In this work, the effects of two TiO₂ polymorphs on the decomposition of ammonium perchlorate (NH₄ClO₄) were studied experimentally and theoretically. The interactions between AP and various surfaces of TiO₂ were modeled using density functional theory (DFT) calculations. Specifically, the adsorption of AP on three rutile surfaces (1 1 0), (1 0 0), and (0 0 1), as well as two anatase surfaces (1 0 1), and (0 0 1) were modeled using cluster models, along with the decomposition of adsorbed AP into small molecules.
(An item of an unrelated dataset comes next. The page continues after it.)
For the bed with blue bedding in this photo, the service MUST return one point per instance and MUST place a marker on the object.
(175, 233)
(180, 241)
The optimized complexes of the AP molecule on TiO₂ surfaces were very stable, indicating strong covalent and hydrogen bonding interactions, leading to highly energetic adsorption reactions. The calculated energy of adsorption (ΔE_ads) ranged from -120.23 to -301.98 kJ/mol, with highly exergonic calculated Gibbs free energy (ΔG_ads) of reaction, and highly exothermic enthalpy of reaction (ΔH_ads). The decomposition of adsorbed AP was also found to have very negative ΔE_dec values between -199.08 and -380.73 kJ/mol. The values of ΔG_dec and ΔH_dec reveal exergonic and exothermic reactions. The adsorption of AP on TiO₂ surfaces anticipates the heat release of decomposition, in agreement with experimental results. The most common anatase surface, (1 0 1), was predicted to be more reactive for AP decomposition than the most stable rutile surface, (1 1 0), which was confirmed by experiments. DFT calculations show the mechanism for activation of the two TiO₂ polymorphs is entropy driven.